The land was empty of wheat and fodder for hoofbeats, but its terrain is what the tank was design for: a thoroughbred of orthogonal grace. It was quiet as the three watch their stations.
But finally, the driver, Kostik, uttered: “They are burning their money in wastebaskets.” He spat on the running floor where everything moved in staccato.
Driver Lyonya startled at first then composed. “Whatever do you mean?”
“The fuel is the commodity. Burning it like trash that warms the caliber.”
“If they get hits, it does not matter.” Lyonov wish for nothing more than wait in the sunlight and drank coffee and talked for hour after hour. He said none of this, now or at any time.
“We the terror through the wall, creeping up by Wolf’s tail for surprise.” Kostik then beaded his eye through the tube sensing that there was a Javelin man in the rubbish bushes. He swiveled and search – but did not find what he was looking for. Dull roots with spring rain dappled the escape. Searching for the acute angle with said man and machine are one. Where the dead tree gives no shelter.
But inside he was hungry for Kostik’s stomach growled. Stale borscht without enough beef or sour cream. It was harder to kill not having enough to eat. Even the wisps of odor turn rancid on the cheap cologne and stale soap. Kostik waded his dry tongue over dry inner check. Dry stone no sound of water even the shadow under this red skin.
“Why do they fight this way?”
“The fended off Kyiv. Why not hold their ground in the disputed territories on the free regions?” By this Lyonov meant the two nations which Russia recognized. Both men thought ‘Know respect for the near abroad.’ That is why the DEFCON was raised. This was a Russian police action. Kostik strained his neck. Bleary cheery fatigue had set in. He thought: ‘Open your eyes!’ It became a kind of chant in the heat of the moment. Pies Iesu Domine. Dona eis requiem. Thunk.
Du hast. Du hast. Du hast.[3] Would any name of the rose be so logical in the swing of Foucault’s Pendulum? Search and Destroy. Or be destroyed.
The commander of the tank crew was cross-eyed – 20 days without rest to make up for the losses at Kyiv. This was the way to Red Square and a parade for the honored heroes. To stand through a portal mounted survey with his own spectacles the red bell-shaped towers and Lenin’s Tomb. Dreams to be fulfilled by grinding down a sleepless daze. Somehow the commander suspected he, and those who followed him, would be in the ground not returning to the rock of tarmac at the pinnacle of Mount Moskva. Instead, a handful of dust. He half-smiled without a hint of happiness.

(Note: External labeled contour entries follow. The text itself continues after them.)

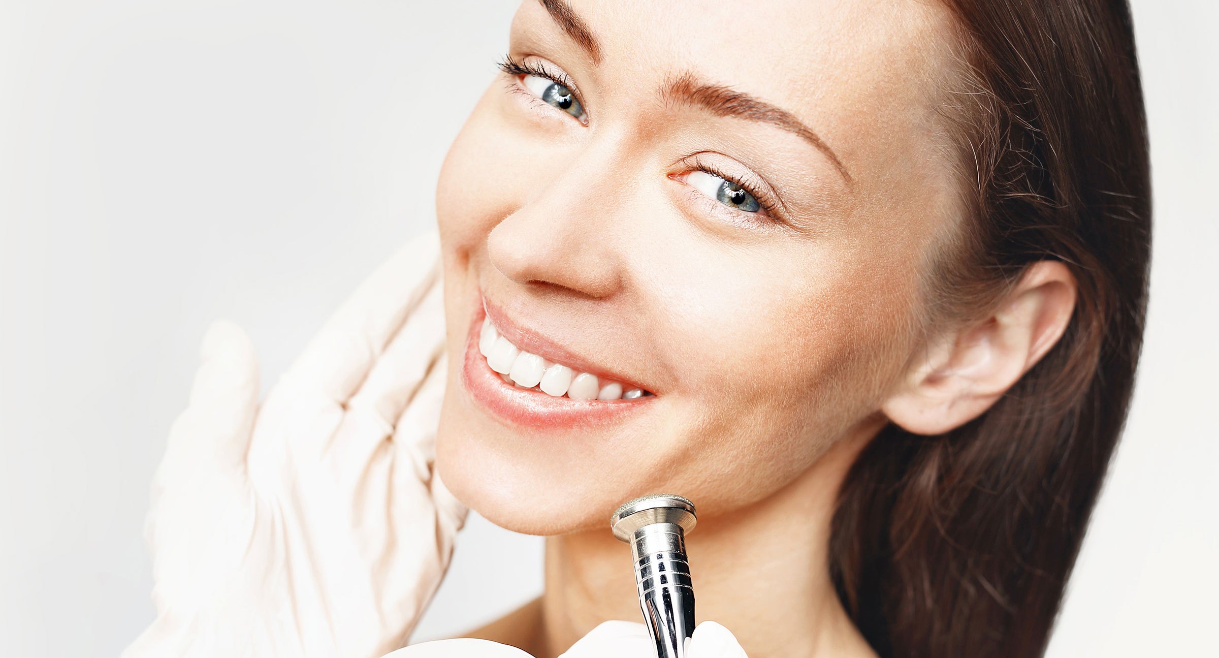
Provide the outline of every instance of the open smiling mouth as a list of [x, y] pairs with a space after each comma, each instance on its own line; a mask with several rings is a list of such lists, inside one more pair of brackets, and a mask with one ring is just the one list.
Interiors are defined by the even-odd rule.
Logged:
[[[542, 358], [517, 347], [491, 323], [483, 318], [478, 351], [486, 364], [514, 386], [544, 392], [551, 397], [572, 400], [635, 400], [652, 395], [639, 387], [624, 387], [620, 381], [599, 378], [562, 363]], [[629, 385], [628, 385], [629, 386]]]
[[655, 408], [652, 402], [661, 398], [519, 327], [485, 300], [471, 318], [461, 381], [473, 401], [500, 420], [568, 437], [568, 429], [617, 424]]

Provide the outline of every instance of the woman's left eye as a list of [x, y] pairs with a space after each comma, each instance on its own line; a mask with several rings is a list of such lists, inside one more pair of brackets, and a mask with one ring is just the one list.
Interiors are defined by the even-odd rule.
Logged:
[[521, 84], [525, 85], [525, 89], [529, 89], [547, 104], [584, 121], [584, 106], [580, 105], [580, 101], [575, 99], [575, 94], [572, 94], [572, 90], [567, 87], [550, 78], [534, 74], [522, 76]]
[[762, 210], [762, 203], [748, 190], [713, 173], [690, 172], [686, 174], [686, 184], [728, 207], [745, 212]]

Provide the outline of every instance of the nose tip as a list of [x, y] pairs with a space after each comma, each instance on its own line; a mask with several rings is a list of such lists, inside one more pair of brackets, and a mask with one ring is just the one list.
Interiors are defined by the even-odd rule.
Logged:
[[[488, 235], [488, 257], [506, 278], [533, 288], [607, 297], [619, 285], [613, 242], [574, 211], [525, 206]], [[549, 285], [546, 285], [549, 284]]]

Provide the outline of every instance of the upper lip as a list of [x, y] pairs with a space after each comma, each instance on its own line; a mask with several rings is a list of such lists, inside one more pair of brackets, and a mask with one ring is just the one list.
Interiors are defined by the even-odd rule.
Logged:
[[486, 296], [483, 296], [483, 308], [486, 311], [486, 314], [491, 318], [491, 324], [495, 325], [495, 330], [499, 331], [501, 336], [507, 339], [508, 342], [516, 345], [517, 347], [519, 347], [525, 352], [538, 355], [547, 361], [553, 361], [555, 363], [561, 363], [563, 366], [567, 366], [568, 368], [572, 368], [577, 373], [590, 373], [597, 375], [599, 379], [619, 381], [623, 385], [622, 386], [623, 390], [629, 391], [630, 389], [642, 389], [651, 394], [656, 394], [655, 390], [645, 385], [641, 385], [622, 375], [620, 373], [606, 369], [599, 364], [595, 364], [585, 359], [580, 355], [568, 350], [563, 345], [546, 338], [544, 334], [540, 334], [536, 330], [522, 329], [521, 325], [513, 322], [512, 318], [510, 318], [500, 306], [491, 302], [491, 300], [488, 300]]

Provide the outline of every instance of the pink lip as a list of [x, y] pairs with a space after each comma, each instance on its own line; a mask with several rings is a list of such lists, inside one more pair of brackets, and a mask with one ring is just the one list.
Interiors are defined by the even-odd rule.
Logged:
[[[492, 308], [491, 305], [488, 305], [488, 308]], [[492, 311], [492, 322], [499, 328], [499, 318], [494, 313], [495, 311]], [[479, 307], [474, 313], [474, 319], [469, 324], [469, 333], [466, 338], [466, 359], [462, 363], [461, 379], [471, 396], [502, 420], [538, 430], [591, 429], [619, 422], [629, 413], [650, 408], [651, 402], [658, 397], [652, 395], [635, 400], [572, 400], [570, 397], [553, 397], [541, 391], [522, 389], [508, 384], [486, 364], [486, 358], [478, 350], [478, 339], [484, 317], [485, 313]], [[512, 329], [516, 329], [516, 327], [512, 327]], [[519, 346], [513, 340], [514, 335], [506, 338], [513, 345]], [[558, 350], [549, 350], [550, 355], [557, 356], [556, 352]], [[551, 361], [560, 361], [564, 364], [570, 363], [562, 358], [546, 356], [546, 352], [539, 353], [539, 356], [550, 358]], [[606, 377], [614, 379], [612, 375]]]
[[[491, 317], [491, 324], [500, 333], [501, 336], [508, 339], [508, 342], [516, 345], [517, 347], [529, 352], [531, 355], [538, 355], [542, 358], [553, 361], [555, 363], [562, 363], [568, 368], [578, 373], [591, 373], [597, 375], [597, 379], [608, 379], [611, 381], [618, 381], [622, 384], [624, 391], [631, 389], [644, 389], [645, 391], [656, 392], [647, 386], [644, 386], [636, 381], [631, 381], [625, 377], [619, 375], [601, 368], [594, 363], [589, 363], [584, 357], [572, 352], [570, 350], [558, 345], [552, 340], [547, 340], [545, 336], [539, 334], [525, 331], [517, 323], [512, 322], [502, 308], [492, 303], [491, 301], [483, 299], [483, 306], [486, 310], [486, 314]], [[482, 317], [479, 317], [482, 322]], [[492, 370], [494, 372], [494, 370]]]

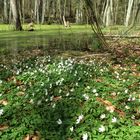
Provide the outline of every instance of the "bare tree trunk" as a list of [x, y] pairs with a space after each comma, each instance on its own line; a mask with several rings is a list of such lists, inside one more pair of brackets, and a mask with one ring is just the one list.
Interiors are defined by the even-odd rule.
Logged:
[[19, 7], [18, 7], [18, 0], [10, 0], [10, 6], [13, 14], [13, 20], [15, 24], [16, 30], [22, 30], [20, 15], [19, 15]]
[[7, 5], [7, 0], [4, 0], [4, 22], [8, 23], [8, 5]]
[[44, 17], [45, 17], [45, 12], [46, 12], [46, 0], [42, 1], [42, 18], [41, 18], [41, 23], [44, 23]]
[[39, 24], [39, 5], [40, 0], [35, 0], [34, 17], [37, 24]]
[[130, 20], [130, 16], [131, 16], [132, 6], [133, 6], [133, 0], [129, 0], [128, 8], [127, 8], [126, 20], [125, 20], [125, 26], [126, 27], [129, 25], [129, 20]]

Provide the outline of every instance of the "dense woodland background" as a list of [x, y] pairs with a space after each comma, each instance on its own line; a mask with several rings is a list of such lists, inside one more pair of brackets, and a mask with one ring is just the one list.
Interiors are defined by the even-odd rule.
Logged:
[[101, 25], [140, 23], [140, 0], [0, 0], [0, 22], [10, 24], [19, 18], [21, 23], [63, 24], [65, 18], [70, 23], [87, 24], [91, 15], [86, 1]]

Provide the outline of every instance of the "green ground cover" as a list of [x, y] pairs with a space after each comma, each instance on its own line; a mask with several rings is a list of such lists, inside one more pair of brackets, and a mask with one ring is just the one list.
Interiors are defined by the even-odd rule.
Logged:
[[1, 139], [139, 139], [134, 64], [135, 73], [129, 64], [49, 56], [0, 65]]
[[0, 32], [0, 138], [139, 140], [139, 56], [88, 58], [86, 26], [41, 28]]

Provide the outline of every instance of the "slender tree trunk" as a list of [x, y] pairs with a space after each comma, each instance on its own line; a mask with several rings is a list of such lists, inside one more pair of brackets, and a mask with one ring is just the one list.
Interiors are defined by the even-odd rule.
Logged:
[[4, 0], [4, 22], [8, 23], [8, 5], [7, 5], [7, 0]]
[[35, 0], [34, 19], [36, 20], [37, 24], [39, 24], [39, 5], [40, 5], [40, 0]]
[[46, 0], [42, 1], [42, 18], [41, 18], [41, 23], [44, 23], [44, 17], [45, 17], [45, 12], [46, 12]]
[[126, 14], [126, 20], [125, 20], [125, 26], [127, 27], [129, 25], [129, 20], [132, 12], [132, 6], [133, 6], [133, 0], [129, 0], [128, 2], [128, 8], [127, 8], [127, 14]]
[[18, 0], [10, 0], [10, 6], [13, 14], [15, 29], [21, 31], [22, 26], [21, 26], [20, 15], [19, 15]]

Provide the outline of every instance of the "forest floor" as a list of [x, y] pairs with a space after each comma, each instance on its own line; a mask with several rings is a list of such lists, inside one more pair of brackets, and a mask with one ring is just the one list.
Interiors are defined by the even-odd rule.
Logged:
[[139, 39], [42, 32], [0, 32], [1, 139], [139, 140]]

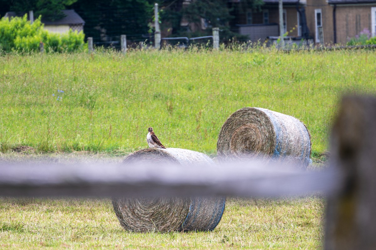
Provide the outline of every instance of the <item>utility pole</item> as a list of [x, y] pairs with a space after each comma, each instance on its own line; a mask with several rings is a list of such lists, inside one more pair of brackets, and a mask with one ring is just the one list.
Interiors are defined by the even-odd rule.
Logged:
[[279, 12], [279, 39], [280, 40], [280, 47], [285, 47], [285, 39], [284, 37], [283, 28], [283, 3], [282, 0], [278, 1], [278, 10]]
[[161, 47], [161, 30], [159, 30], [159, 17], [158, 16], [158, 4], [154, 4], [154, 26], [155, 33], [154, 33], [154, 43], [156, 49]]

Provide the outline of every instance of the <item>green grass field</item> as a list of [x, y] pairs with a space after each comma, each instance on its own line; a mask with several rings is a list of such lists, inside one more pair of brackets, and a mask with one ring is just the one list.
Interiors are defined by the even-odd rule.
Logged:
[[322, 152], [341, 95], [374, 93], [375, 60], [349, 51], [3, 56], [0, 151], [127, 153], [147, 147], [152, 126], [167, 147], [213, 155], [226, 119], [255, 106], [301, 120]]
[[[341, 95], [376, 92], [374, 61], [360, 50], [6, 55], [0, 159], [120, 160], [147, 147], [150, 126], [167, 147], [214, 157], [222, 125], [246, 106], [300, 119], [317, 159]], [[22, 146], [31, 154], [14, 151]], [[213, 232], [138, 234], [122, 229], [108, 199], [3, 198], [0, 248], [317, 249], [324, 205], [318, 196], [230, 198]]]

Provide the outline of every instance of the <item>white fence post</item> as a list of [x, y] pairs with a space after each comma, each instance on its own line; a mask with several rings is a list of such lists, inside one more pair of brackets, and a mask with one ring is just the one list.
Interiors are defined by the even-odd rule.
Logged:
[[121, 52], [123, 53], [125, 53], [127, 52], [127, 36], [125, 35], [121, 35], [120, 38], [121, 43]]
[[219, 28], [213, 28], [213, 48], [219, 48]]
[[44, 45], [43, 42], [41, 42], [39, 43], [39, 51], [41, 54], [42, 54], [44, 53]]
[[88, 48], [89, 49], [89, 53], [92, 53], [94, 51], [93, 49], [93, 38], [88, 37]]
[[29, 12], [29, 19], [31, 23], [34, 22], [34, 12], [32, 10]]
[[154, 33], [154, 43], [156, 49], [161, 47], [161, 30], [159, 30], [159, 17], [158, 15], [158, 4], [154, 4], [154, 25], [155, 33]]

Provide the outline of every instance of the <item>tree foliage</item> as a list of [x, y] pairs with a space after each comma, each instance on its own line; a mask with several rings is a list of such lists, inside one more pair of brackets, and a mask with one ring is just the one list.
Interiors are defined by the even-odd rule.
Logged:
[[32, 23], [26, 15], [10, 20], [3, 17], [0, 20], [0, 50], [31, 52], [38, 51], [41, 42], [49, 52], [71, 52], [84, 48], [85, 35], [70, 30], [67, 33], [49, 32], [43, 28], [41, 17]]
[[[153, 0], [79, 0], [72, 7], [83, 19], [88, 36], [99, 37], [147, 33]], [[95, 21], [93, 21], [95, 20]]]

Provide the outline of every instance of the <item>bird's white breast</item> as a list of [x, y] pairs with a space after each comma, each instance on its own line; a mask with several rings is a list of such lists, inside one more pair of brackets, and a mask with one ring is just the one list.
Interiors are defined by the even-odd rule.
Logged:
[[146, 136], [146, 141], [147, 141], [147, 145], [149, 145], [149, 148], [154, 148], [155, 147], [155, 144], [154, 143], [153, 139], [152, 139], [152, 135], [150, 132], [147, 133]]

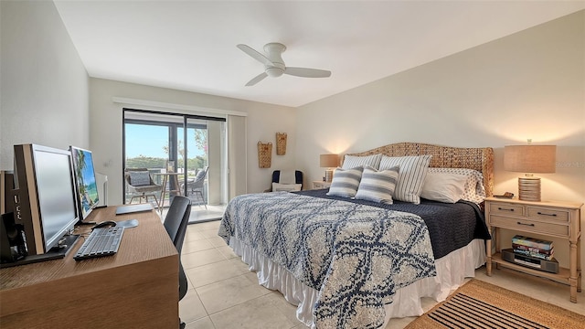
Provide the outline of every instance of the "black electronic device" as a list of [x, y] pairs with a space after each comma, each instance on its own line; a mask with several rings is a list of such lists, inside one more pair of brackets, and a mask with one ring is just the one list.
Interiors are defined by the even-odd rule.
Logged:
[[2, 214], [0, 220], [0, 263], [18, 261], [27, 256], [25, 233], [15, 224], [13, 215]]
[[118, 252], [124, 228], [98, 228], [91, 231], [80, 247], [73, 259], [86, 260], [94, 257], [111, 256]]
[[69, 146], [75, 182], [75, 193], [80, 221], [84, 220], [98, 207], [100, 195], [93, 167], [91, 151]]
[[107, 227], [115, 227], [116, 226], [116, 222], [113, 220], [106, 220], [106, 221], [102, 221], [101, 223], [96, 224], [91, 229], [95, 229], [95, 228], [107, 228]]
[[0, 215], [14, 211], [14, 173], [0, 170]]
[[[74, 241], [64, 237], [79, 220], [71, 154], [37, 144], [15, 145], [14, 150], [14, 217], [25, 232], [27, 252], [63, 257], [63, 246]], [[58, 251], [57, 256], [51, 249]]]
[[558, 273], [558, 261], [554, 258], [550, 260], [546, 260], [535, 257], [520, 255], [514, 252], [514, 249], [510, 248], [502, 249], [502, 260], [538, 271]]
[[514, 193], [512, 192], [505, 192], [501, 196], [494, 196], [495, 197], [500, 197], [500, 198], [512, 198], [514, 197]]

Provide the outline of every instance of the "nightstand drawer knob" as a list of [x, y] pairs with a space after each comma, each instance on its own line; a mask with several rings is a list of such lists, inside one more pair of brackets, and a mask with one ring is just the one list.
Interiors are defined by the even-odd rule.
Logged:
[[501, 207], [497, 207], [498, 210], [505, 210], [505, 211], [514, 211], [514, 208], [503, 208]]
[[534, 227], [534, 223], [529, 223], [529, 224], [523, 223], [523, 222], [516, 222], [516, 223], [518, 223], [518, 225], [524, 225], [524, 226], [531, 226], [531, 227]]
[[541, 216], [552, 216], [552, 217], [557, 217], [557, 214], [547, 214], [547, 213], [541, 213], [540, 211], [537, 212], [538, 215]]

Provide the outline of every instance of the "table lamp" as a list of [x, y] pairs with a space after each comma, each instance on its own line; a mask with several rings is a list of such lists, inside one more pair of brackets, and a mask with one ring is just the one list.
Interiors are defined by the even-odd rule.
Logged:
[[535, 173], [554, 173], [557, 146], [509, 145], [504, 147], [504, 169], [526, 173], [518, 177], [518, 198], [525, 201], [540, 201], [540, 178]]
[[325, 182], [329, 183], [333, 179], [333, 169], [339, 164], [337, 154], [321, 154], [319, 159], [320, 166], [325, 169]]

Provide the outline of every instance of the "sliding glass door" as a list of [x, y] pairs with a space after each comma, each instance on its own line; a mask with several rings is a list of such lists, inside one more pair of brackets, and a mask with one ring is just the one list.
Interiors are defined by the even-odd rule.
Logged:
[[[225, 119], [124, 109], [123, 127], [124, 168], [148, 169], [161, 186], [157, 207], [175, 195], [189, 197], [195, 210], [227, 204]], [[134, 194], [125, 189], [126, 203]]]

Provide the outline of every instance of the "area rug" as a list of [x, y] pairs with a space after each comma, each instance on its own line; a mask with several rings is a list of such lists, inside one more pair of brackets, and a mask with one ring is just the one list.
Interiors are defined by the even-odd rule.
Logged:
[[585, 316], [472, 280], [406, 328], [585, 328]]

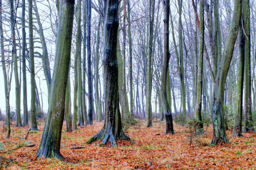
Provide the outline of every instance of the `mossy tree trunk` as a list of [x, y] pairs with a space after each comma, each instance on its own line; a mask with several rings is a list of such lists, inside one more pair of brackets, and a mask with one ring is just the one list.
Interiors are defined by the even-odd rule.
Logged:
[[60, 4], [55, 61], [49, 109], [37, 152], [38, 158], [62, 158], [60, 146], [71, 58], [74, 8], [75, 0], [63, 0]]
[[[201, 108], [202, 108], [202, 91], [203, 91], [203, 63], [204, 60], [204, 1], [200, 0], [200, 53], [198, 60], [198, 72], [197, 72], [197, 101], [196, 107], [196, 118], [199, 121], [202, 121]], [[202, 122], [199, 125], [199, 133], [203, 133], [204, 126]]]
[[118, 68], [117, 57], [118, 28], [118, 1], [105, 0], [104, 41], [104, 84], [105, 95], [104, 125], [101, 131], [86, 143], [102, 140], [104, 144], [109, 142], [116, 146], [115, 139], [131, 141], [122, 129], [119, 108]]
[[25, 31], [25, 0], [22, 0], [22, 79], [23, 90], [23, 126], [28, 126], [28, 114], [27, 111], [27, 74], [26, 71], [26, 42]]
[[38, 130], [36, 116], [36, 82], [35, 79], [35, 62], [33, 40], [32, 0], [28, 1], [28, 27], [30, 41], [30, 79], [31, 86], [31, 126], [29, 130]]
[[224, 97], [225, 83], [240, 26], [241, 8], [241, 0], [234, 1], [234, 13], [225, 42], [224, 56], [215, 79], [213, 103], [212, 107], [213, 129], [212, 144], [217, 144], [222, 142], [229, 143], [224, 126]]
[[164, 58], [162, 70], [161, 78], [161, 98], [163, 102], [163, 109], [166, 120], [166, 134], [174, 134], [172, 113], [168, 101], [167, 94], [167, 76], [168, 71], [170, 54], [169, 51], [169, 18], [170, 18], [170, 0], [164, 1]]

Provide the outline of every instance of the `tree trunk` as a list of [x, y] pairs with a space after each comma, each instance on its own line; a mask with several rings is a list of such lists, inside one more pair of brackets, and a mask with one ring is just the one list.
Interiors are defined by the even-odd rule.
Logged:
[[88, 125], [93, 125], [93, 94], [92, 85], [93, 81], [92, 79], [92, 63], [91, 63], [91, 49], [90, 49], [90, 18], [92, 5], [91, 0], [88, 1], [87, 6], [87, 74], [88, 78], [88, 117], [87, 119]]
[[25, 0], [22, 0], [22, 78], [23, 90], [23, 126], [28, 126], [27, 97], [27, 74], [26, 71], [26, 31], [25, 31]]
[[245, 100], [243, 131], [255, 131], [251, 114], [251, 38], [250, 30], [250, 1], [243, 1], [243, 28], [246, 39], [245, 39]]
[[90, 143], [102, 140], [101, 144], [108, 142], [116, 146], [115, 139], [131, 141], [122, 130], [118, 104], [118, 69], [117, 57], [117, 31], [118, 28], [118, 1], [105, 0], [104, 81], [105, 91], [104, 125], [101, 131], [86, 142]]
[[212, 144], [217, 144], [222, 142], [229, 143], [224, 127], [224, 95], [226, 75], [232, 58], [234, 46], [240, 26], [241, 6], [241, 0], [234, 1], [233, 16], [225, 43], [224, 56], [215, 79], [213, 103], [212, 107], [213, 129]]
[[95, 92], [96, 94], [96, 115], [97, 115], [97, 122], [102, 121], [102, 111], [101, 110], [101, 100], [100, 98], [100, 92], [98, 90], [98, 65], [100, 62], [100, 29], [101, 24], [101, 14], [100, 14], [98, 18], [98, 27], [97, 32], [97, 42], [96, 42], [96, 54], [95, 59]]
[[200, 53], [198, 60], [198, 73], [197, 73], [197, 101], [196, 107], [196, 118], [200, 122], [198, 127], [198, 133], [203, 134], [204, 133], [204, 126], [201, 122], [201, 108], [202, 108], [202, 91], [203, 91], [203, 63], [204, 59], [204, 1], [200, 0]]
[[162, 70], [161, 78], [161, 98], [163, 102], [163, 109], [166, 120], [166, 134], [174, 134], [174, 124], [172, 122], [172, 113], [171, 112], [168, 101], [167, 88], [167, 76], [168, 71], [169, 60], [170, 57], [169, 51], [169, 15], [170, 15], [170, 0], [164, 1], [164, 58], [163, 61], [163, 68]]
[[152, 127], [152, 107], [151, 107], [151, 92], [152, 92], [152, 58], [153, 56], [153, 27], [155, 10], [155, 0], [150, 0], [150, 37], [149, 37], [149, 52], [147, 61], [147, 72], [146, 81], [146, 105], [147, 112], [147, 128]]
[[[241, 21], [242, 22], [242, 21]], [[243, 88], [245, 69], [245, 36], [242, 26], [240, 25], [239, 29], [239, 58], [237, 66], [237, 96], [236, 97], [236, 109], [234, 113], [234, 128], [233, 136], [242, 137], [242, 119], [243, 113]]]
[[83, 1], [84, 7], [84, 45], [83, 45], [83, 54], [82, 54], [82, 114], [84, 114], [84, 122], [87, 122], [87, 108], [85, 101], [85, 75], [86, 75], [86, 23], [87, 23], [87, 7], [86, 1]]
[[37, 152], [38, 158], [62, 158], [60, 146], [71, 53], [74, 6], [74, 0], [64, 0], [60, 5], [50, 102], [42, 138]]
[[33, 40], [33, 19], [32, 10], [32, 0], [28, 1], [28, 22], [29, 22], [29, 41], [30, 41], [30, 78], [31, 84], [31, 126], [29, 130], [38, 130], [36, 117], [36, 83], [35, 80], [35, 63], [34, 56]]
[[46, 41], [44, 38], [44, 35], [43, 32], [43, 29], [41, 24], [41, 21], [40, 20], [40, 15], [38, 12], [38, 7], [36, 5], [36, 1], [33, 0], [34, 1], [34, 10], [35, 12], [35, 15], [36, 17], [36, 21], [38, 22], [38, 25], [39, 27], [39, 33], [40, 40], [42, 44], [42, 61], [43, 61], [43, 69], [44, 73], [44, 76], [46, 77], [46, 82], [47, 84], [48, 88], [48, 97], [49, 97], [49, 92], [51, 90], [51, 83], [52, 82], [52, 77], [51, 75], [51, 68], [50, 64], [49, 62], [49, 57], [48, 55], [47, 46], [46, 46]]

The game is almost ended like the slow echo of the tin pan alley piano on its last parchment. The tank had lost though the inhabitants did not, yet know it. The match had been lit in silence. There was a nose was targeted by a guerilla. Sight acquired and he did not hesitate to squeeze. Belch. Rumble. Whoosh.
Target attained. No more dreams pursued on the rusty steel cage of broken nails. No more parades or even days to be counted. Instead, a toy frame of a blitzed bombed and flesh-ridden T-14, burned tires stopped, with a turret akimbo blown next to it. A hand left on a yoke. The impression of an eyeball on a sidestick cold. Battered bleak of brain all drained of brilliance.
Your destiny is what happens to you. The Burial of the Dead.[4] The bodies all over the ground. Each one a helter-skelter.
[1] Shakespeare, Julius Caesar Act 3, Scene 1.
[2] Ginsberg, Howl.
[3] Rammstein, “Du Hast.”
[4] Elliot, “The Waste Land.” I. The Burial of the Dead.